8 Comments leave one →
  1. July 16, 2010 9:42 am

    I’ve seen Jo Graham’s books- Black Ships has a gorgeous cover, especially- but I hadn’t realized they were so good. I think I’ll definitely check her out.

    As for Kay being classed as a fantasy author- well, I mean, he is. Even his more historical fantasy takes place in fantastical analogues to certain countries and time periods, I believe, which puts it firmly into fantasy territory for me. (I know you don’t like the term “low fantasy”, but it can useful in situations like this.)

    But I would place Graham’s work under supernatural, if fantastical elements occur in the real world. I’m getting a bit paranoid about genre, if you can’t tell… :)

    • July 16, 2010 8:18 pm

      Omni – Oh, I know Kay’s a fantasy author. I’m arguing more from a marketing perspective rather than a classification perspective. I just think there are so many historical fiction fans out there who would love GGK, but who would never think to look twice at a fantasy book, and are therefore missing out. I mean, do you think Time Traveler’s Wife would be the huge sensation it is if libraries and bookstores shelved it with the science fiction? (Which is, technically speaking, where it belongs.)

  2. July 16, 2010 8:13 pm

    Sounds like historical fiction to me. Actually it sounds like Mary Renault, who I’m feeling uncontainable affection for right now, and wishing she’d written dozens more books. I am seriously really excited about reading this author now!

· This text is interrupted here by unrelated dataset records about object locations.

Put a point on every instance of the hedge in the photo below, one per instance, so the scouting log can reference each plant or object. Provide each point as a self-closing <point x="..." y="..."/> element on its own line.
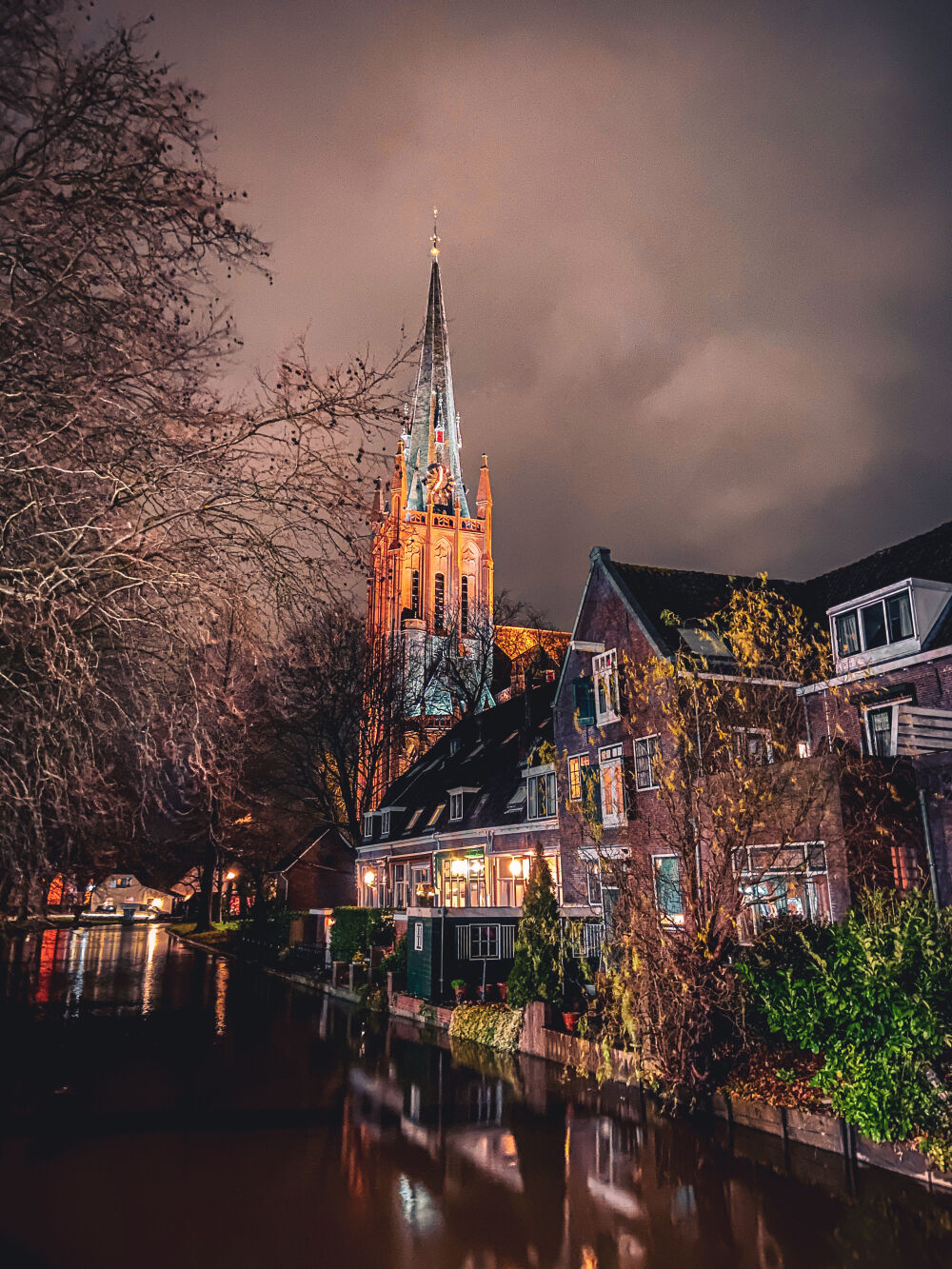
<point x="357" y="928"/>
<point x="494" y="1025"/>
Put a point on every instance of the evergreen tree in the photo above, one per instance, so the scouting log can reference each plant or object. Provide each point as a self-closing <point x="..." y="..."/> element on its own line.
<point x="539" y="971"/>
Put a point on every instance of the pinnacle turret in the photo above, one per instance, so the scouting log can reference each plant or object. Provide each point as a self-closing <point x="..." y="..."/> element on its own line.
<point x="434" y="426"/>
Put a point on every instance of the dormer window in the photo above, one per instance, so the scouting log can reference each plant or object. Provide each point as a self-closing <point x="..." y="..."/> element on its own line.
<point x="605" y="671"/>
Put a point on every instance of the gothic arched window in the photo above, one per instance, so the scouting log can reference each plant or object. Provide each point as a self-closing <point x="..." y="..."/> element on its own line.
<point x="440" y="585"/>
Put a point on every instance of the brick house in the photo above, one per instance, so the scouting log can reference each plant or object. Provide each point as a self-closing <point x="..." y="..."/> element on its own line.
<point x="449" y="845"/>
<point x="893" y="723"/>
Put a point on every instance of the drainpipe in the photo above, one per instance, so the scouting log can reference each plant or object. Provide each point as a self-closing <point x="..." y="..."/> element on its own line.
<point x="929" y="850"/>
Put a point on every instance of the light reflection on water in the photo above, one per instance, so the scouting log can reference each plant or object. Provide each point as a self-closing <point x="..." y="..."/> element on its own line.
<point x="244" y="1123"/>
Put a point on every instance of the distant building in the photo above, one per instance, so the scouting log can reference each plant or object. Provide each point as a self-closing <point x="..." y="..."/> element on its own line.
<point x="124" y="894"/>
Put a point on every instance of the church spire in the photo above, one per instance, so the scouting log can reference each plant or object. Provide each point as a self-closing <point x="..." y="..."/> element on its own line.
<point x="434" y="424"/>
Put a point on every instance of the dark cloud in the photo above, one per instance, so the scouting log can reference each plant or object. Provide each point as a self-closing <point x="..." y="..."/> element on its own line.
<point x="696" y="256"/>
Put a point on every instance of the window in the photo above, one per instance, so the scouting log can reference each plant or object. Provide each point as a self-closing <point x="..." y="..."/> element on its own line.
<point x="399" y="882"/>
<point x="484" y="942"/>
<point x="419" y="882"/>
<point x="575" y="763"/>
<point x="585" y="702"/>
<point x="752" y="746"/>
<point x="440" y="599"/>
<point x="612" y="778"/>
<point x="414" y="818"/>
<point x="592" y="792"/>
<point x="541" y="795"/>
<point x="668" y="888"/>
<point x="876" y="625"/>
<point x="647" y="750"/>
<point x="593" y="879"/>
<point x="783" y="880"/>
<point x="882" y="724"/>
<point x="605" y="671"/>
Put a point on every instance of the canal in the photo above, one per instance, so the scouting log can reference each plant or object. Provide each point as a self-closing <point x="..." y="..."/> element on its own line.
<point x="164" y="1107"/>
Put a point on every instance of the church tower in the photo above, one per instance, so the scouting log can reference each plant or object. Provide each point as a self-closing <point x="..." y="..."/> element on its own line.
<point x="429" y="593"/>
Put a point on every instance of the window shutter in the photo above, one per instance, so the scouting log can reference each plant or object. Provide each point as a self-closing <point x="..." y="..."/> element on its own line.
<point x="585" y="701"/>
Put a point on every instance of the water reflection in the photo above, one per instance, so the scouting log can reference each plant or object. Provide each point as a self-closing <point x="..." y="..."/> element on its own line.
<point x="278" y="1128"/>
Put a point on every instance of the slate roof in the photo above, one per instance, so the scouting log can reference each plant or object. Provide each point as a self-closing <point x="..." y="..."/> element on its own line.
<point x="484" y="751"/>
<point x="692" y="595"/>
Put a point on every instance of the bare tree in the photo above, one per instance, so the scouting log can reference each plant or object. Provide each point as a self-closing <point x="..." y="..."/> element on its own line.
<point x="135" y="500"/>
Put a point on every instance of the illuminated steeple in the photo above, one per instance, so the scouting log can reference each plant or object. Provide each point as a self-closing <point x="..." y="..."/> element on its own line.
<point x="433" y="448"/>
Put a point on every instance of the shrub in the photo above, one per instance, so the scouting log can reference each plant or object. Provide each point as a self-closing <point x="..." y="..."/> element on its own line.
<point x="544" y="967"/>
<point x="874" y="997"/>
<point x="395" y="963"/>
<point x="357" y="928"/>
<point x="494" y="1025"/>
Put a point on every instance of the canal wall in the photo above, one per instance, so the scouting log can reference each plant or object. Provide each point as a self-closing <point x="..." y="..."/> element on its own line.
<point x="741" y="1122"/>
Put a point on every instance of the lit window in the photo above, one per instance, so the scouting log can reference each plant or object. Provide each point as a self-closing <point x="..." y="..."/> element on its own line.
<point x="612" y="777"/>
<point x="399" y="882"/>
<point x="647" y="750"/>
<point x="440" y="601"/>
<point x="788" y="880"/>
<point x="541" y="795"/>
<point x="605" y="671"/>
<point x="668" y="895"/>
<point x="575" y="763"/>
<point x="875" y="625"/>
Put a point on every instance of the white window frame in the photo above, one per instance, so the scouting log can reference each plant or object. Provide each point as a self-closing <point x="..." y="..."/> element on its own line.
<point x="855" y="609"/>
<point x="605" y="674"/>
<point x="532" y="777"/>
<point x="611" y="773"/>
<point x="872" y="707"/>
<point x="654" y="750"/>
<point x="668" y="918"/>
<point x="581" y="761"/>
<point x="475" y="942"/>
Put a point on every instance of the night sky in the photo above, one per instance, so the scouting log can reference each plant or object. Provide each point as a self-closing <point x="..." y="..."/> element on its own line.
<point x="695" y="256"/>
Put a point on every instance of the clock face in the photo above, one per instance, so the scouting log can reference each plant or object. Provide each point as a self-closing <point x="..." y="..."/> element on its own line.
<point x="438" y="479"/>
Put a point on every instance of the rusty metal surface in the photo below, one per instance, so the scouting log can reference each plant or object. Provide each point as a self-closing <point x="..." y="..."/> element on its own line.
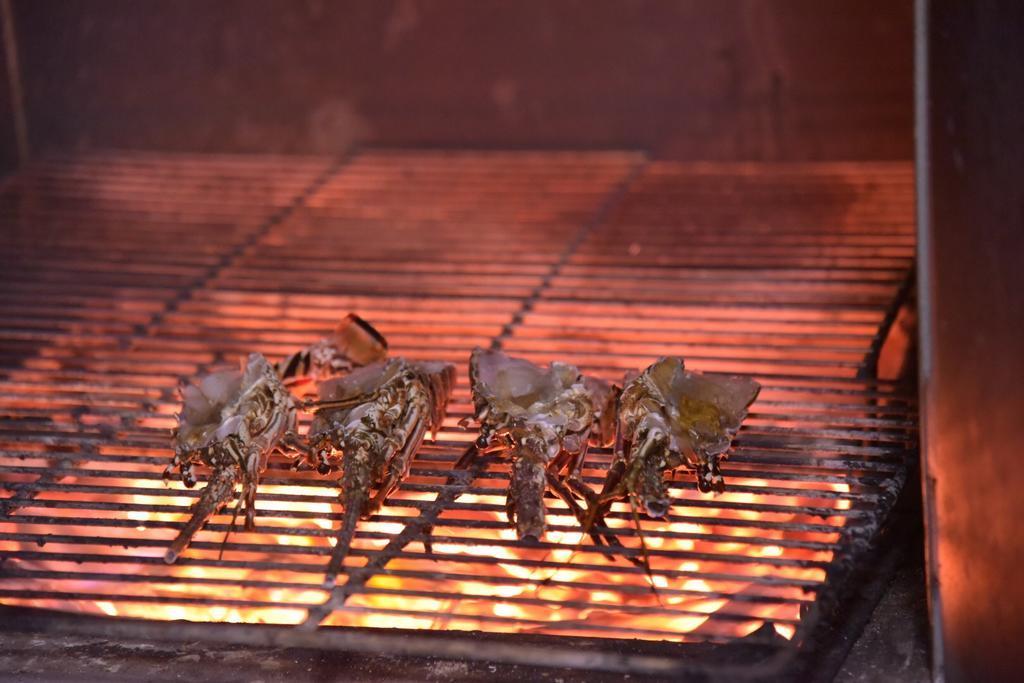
<point x="127" y="270"/>
<point x="971" y="146"/>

    I don’t know if you’re interested in Alexander the Great, but if you are, Mary Renault wrote two very good (fiction) books about him: Fire from Heaven and The Persian Boy. Her prose can be a little dense, which is why I don’t recommend her to people that often, but I love her. Her books are all set in ancient Greece, and she just brings the historical setting to life so vividly.

    • July 16, 2010 8:21 pm

      Jenny – Graham actually cites Renault as a large influence in her author’s note, although Graham is primarily focused on the period after Alexander’s death, rather than his life.

      Having not read Renault, I can’t say how they compare, but if you’re already set in Renault’s version of Alexander, it would be interesting to see what you think of Graham’s interpretation.

  3. July 17, 2010 2:58 am

    Oh oh, I’m so glad you loved this one! I have Graham’s two previous books on my TBR shelf and can’t wait to get to them. It’s true that we don’t see Alexander much in historical fiction, it will be interesting to discover him a little.

    • July 20, 2010 10:10 am

      kay – Graham’s book has definitely left me wanting to read more about Alexander, that’s for sure! I hope you enjoy her books whenever you get the chance to read them.

  4. July 29, 2010 10:18 pm

    I loved this book too. Again, I haven’t read too much fiction about Alexander the Great prior to this, but it was a really good one.

  5. Carol permalink
    July 26, 2013 2:30 pm

    I am a huge fan of both Jo Graham and Mary Renault (and of Fyrefly). Renault’s books can be dense–“Fire from Heaven,” which covers the childhood and adolescence of Alexander, is heavy going and not for everyone. But “The Persian Boy,” about his world conquests, is generally considered her best book and is not to be missed if you enjoy sweeping drama, great characters, and a sense of history coming alive in a really well written story. Also might want to give “The King Must Die,” Renault’s first “bestseller” and a magnificent take on the myth of Theseus and the Minotaur.